Ama nel piano triennale transitorio in attesa dell’avvio del termovalorizzatore di Santa Palomba alla fine del 2026 ha computato un export di 800mila tonnellate di rifiuti al costo di 170 milioni (lo stesso sarà replicato anche nel 2024 e 2025). Il totale fa poco più di un miliardo e cinquecento settanta milioni di euro. Dal 2013 al 2023 sono state esportate oltre 1,7 milioni di tonnellate di frazione organica. Dal 2013 al 2015 il prezzo medio di trattamento e trasporto era di 115 euro a tonnellata, dal 2016 al 2018 98 euro per tonnellata, dal 2019 al 2020 di 110 e dal 2021 ad oggi di 80 euro. La spesa totale è stata di circa 160 milioni di euro. E sommando a questa i costi sostenuti per l’indifferenziato-pretrattato ecco che si arriva a oltre 1,7 miliardi di euro in 10 anni. 

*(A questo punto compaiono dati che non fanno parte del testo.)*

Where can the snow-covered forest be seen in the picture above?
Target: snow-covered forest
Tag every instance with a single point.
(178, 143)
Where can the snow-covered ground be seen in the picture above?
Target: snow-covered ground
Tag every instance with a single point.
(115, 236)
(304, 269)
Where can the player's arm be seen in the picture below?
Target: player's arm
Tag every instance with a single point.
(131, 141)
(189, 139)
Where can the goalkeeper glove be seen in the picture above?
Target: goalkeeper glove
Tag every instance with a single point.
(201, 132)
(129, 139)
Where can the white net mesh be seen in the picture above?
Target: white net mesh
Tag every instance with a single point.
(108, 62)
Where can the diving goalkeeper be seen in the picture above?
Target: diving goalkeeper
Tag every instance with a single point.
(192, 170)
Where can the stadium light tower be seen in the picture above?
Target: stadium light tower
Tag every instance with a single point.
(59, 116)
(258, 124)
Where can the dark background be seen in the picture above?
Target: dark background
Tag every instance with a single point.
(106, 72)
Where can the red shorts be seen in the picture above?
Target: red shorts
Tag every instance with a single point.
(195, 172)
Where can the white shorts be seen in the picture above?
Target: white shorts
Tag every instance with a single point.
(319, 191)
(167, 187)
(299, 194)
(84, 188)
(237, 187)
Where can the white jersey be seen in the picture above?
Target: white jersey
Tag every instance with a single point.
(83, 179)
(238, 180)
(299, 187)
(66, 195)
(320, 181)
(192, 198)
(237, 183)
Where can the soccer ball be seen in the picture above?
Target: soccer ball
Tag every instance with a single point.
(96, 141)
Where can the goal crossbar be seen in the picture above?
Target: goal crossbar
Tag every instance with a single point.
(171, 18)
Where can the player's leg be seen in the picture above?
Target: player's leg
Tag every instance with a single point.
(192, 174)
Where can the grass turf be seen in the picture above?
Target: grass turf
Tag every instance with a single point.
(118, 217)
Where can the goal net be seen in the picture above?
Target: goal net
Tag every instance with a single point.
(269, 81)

IL SOGNO TERMOVALORIZZATORE

Un prezzo salato che da anni, di fatto, pagano i romani attraverso la tariffa rifiuti, dove vengono riversati i costi del servizio reso da Ama, e che allo stesso tempo rappresenta una grande responsabilità per tutte quelle parti politiche che si sono succedute alla guida del Campidoglio nell’ultimo decennio, senza mai garantire alla propria municipalizzata quell’autonomia impiantistica necessaria per diversi aspetti: chiudere il ciclo dei rifiuti di Roma quanto più possibile nel proprio territorio, evitando così di inquinare con i continui viaggi dei camion; garantire, proprio grazie a questa prossimità, una più agevole pulizia della città; sottrarsi all’inevitabile crescita dei prezzi per il continuo export; aumentare i profitti e il valore del patrimonio grazie all’utilizzo di impianti propri, a tutto vantaggio dei cittadini che ne beneficierebbero attraverso un inevitabile calo della tariffa. Il sindaco Roberto Gualtieri vuole tamponare questa emorragia di viaggi e soldi e nel piano rifiuti varato (nella sua veste di commissario di governo) a dicembre 2022 ha previsto: la costruzione di un termovalorizzatore da 600mila tonnellate (dove chiudere nel medio-lungo periodo il ciclo dei rifiuti di Roma) che entrerà in funzione dopo l’estate del 2026; due impianti di biodogestione anerobica dei rifiuti organici da 100mila tonnellate ciascuno, due impianti per il recupero della carta e della plastica da 100mila tonnellate ciascuno e uno (da 30mila tonnellate) di recupero delle terre di spazzamento.

AMA GRANDE ESCLUSA

Ama sarà protagonista di tutti questi impianti tranne (almeno fino ad oggi) del più grande: il termovalorizzatore, che sarà realizzato a Santa Palomba dove, però, la municipalizzata ha acquistato il terreno su cui sarà costruito e lo affitterà (non si sa ancora a quale prezzo). Per quanto riguarda l’organico, invece, la capacità dei due futuri stabilimenti (uno dei quali, quello di Cesano, è stato bocciato per ora dalla Soprintendenza) sarà in grado (insieme all’impianto di compostaggio di Maccarese) di soddisfare poco più del fabbisogno attuale di trattamento. Ma se Roma riuscirà a centrare gli ambiziosi obiettivi di raccolta differenziata presenti nel piano (65% al 2030 e 70% al 2035) quel fabbisogno impiantistico per l’organico aumenterà almeno del doppio e non è previsto che la municipalizzata realizzi altri impianti del genere. Questo significa che l’azienda, in entrambi i casi menzionati, continuerà a essere “cliente” di terzi. Sicuramente a costi minori degli attuali sia per quanto riguarda il termovalorizzatore e magari anche per l’organico (non fosse altro perché nel Lazio è prevista una costruzione di questo tipo di impianti fino addirittura a raddoppiare il fabbisogno regionale) ma comunque continuerà a sborsare soldi a vantaggio di altri.